(Québec) Le budget 2020-2021, qui sera déposé le 10 mars par le ministre des Finances, Eric Girard, doit donner la priorité absolue à la santé, selon l’opposition libérale.

Jocelyne Richer
La Presse canadienne

Le critique libéral en Finances, le député et ex-ministre des Finances, Carlos Leitão, et le critique libéral en Santé, André Fortin, ont présenté mardi leurs attentes budgétaires, en conférence de presse.

Dans un contexte de vieillissement accéléré de la population, phénomène qui entraînera une pression sans cesse grandissante sur le réseau, ils exhortent donc le ministre des Finances à privilégier des investissements dans le réseau de la santé, qui selon eux est la grande priorité des Québécois.

Le gouvernement du Québec dispose actuellement de confortables marges de manœuvre financière, ce qui ne sera pas toujours le cas, d’où l’importance d’investir dès maintenant en vue d’assurer un financement stable du réseau de la santé, selon l’opposition libérale.

Car ces marges de manœuvre ne seront « pas éternelles », a fait valoir M. Leitão, mardi.

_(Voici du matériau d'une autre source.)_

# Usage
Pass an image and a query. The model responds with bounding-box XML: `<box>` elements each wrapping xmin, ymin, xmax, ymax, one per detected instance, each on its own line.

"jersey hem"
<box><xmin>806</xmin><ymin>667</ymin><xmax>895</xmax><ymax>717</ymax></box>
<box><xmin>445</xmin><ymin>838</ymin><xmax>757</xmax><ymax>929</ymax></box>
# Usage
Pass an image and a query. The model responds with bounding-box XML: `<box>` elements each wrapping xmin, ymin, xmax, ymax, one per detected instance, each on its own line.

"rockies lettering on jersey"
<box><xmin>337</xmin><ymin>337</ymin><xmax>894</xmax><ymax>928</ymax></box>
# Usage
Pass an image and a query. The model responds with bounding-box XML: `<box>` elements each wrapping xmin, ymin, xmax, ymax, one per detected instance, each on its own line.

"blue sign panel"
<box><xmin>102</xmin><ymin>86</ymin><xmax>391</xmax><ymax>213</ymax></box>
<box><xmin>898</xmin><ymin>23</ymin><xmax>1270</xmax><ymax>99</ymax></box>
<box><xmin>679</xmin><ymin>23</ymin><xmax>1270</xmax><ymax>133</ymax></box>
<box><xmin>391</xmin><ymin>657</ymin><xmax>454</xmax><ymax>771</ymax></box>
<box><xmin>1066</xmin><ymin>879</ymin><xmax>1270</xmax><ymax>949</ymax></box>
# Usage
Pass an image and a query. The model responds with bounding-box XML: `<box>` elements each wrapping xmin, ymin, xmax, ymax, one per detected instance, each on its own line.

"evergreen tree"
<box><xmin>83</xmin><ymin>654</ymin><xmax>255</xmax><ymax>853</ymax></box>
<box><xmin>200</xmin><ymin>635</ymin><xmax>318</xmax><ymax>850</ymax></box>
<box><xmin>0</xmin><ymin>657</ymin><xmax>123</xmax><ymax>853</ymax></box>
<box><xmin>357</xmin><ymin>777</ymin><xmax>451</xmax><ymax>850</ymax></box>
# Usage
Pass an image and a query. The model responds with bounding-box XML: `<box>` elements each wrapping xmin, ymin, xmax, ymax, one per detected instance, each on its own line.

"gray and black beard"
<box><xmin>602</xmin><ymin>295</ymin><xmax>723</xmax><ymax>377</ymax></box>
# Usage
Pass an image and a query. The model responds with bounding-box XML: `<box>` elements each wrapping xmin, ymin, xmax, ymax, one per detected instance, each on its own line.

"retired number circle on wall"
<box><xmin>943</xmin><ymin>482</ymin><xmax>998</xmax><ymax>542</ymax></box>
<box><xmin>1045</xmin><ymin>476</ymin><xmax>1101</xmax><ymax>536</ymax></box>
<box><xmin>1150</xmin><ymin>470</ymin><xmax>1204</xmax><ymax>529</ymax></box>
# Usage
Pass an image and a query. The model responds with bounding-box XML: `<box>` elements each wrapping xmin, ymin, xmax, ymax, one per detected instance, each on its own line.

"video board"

M. Leitão s’attend à ce que le surplus budgétaire dans les coffres du gouvernement se situera cette année entre 1,5 et 2 milliards, après le versement au Fonds des générations et en tenant compte de la perte comptable financière de 600 millions annoncée la semaine dernière par le ministre de l’Économie, Pierre Fitzgibbon.

« Un changement majeur dans le réseau s’impose », a dit de son côté le député André Fortin, inquiet de voir les listes d’attente s’allonger aux urgences, sans compter l’attente souvent importante avant de trouver un médecin de famille.

Pour améliorer la qualité des services rendus par le réseau public, il demande au gouvernement de donner suite aux « projets-ratios », qui visent à réévaluer le nombre de patients vus par les infirmières.

« Ces projets-là ont été testés, ont été prouvés d’avoir un impact positif sur la qualité des soins qui est offerte par les professionnels, sur les conditions de travail de nos professionnels, sur la récupération des patients, cela a prouvé qu’il y avait une diminution du nombre de médicaments utilisés par les patients, qu’il y avait une diminution de chutes en soins de longue durée », a-t-il énuméré.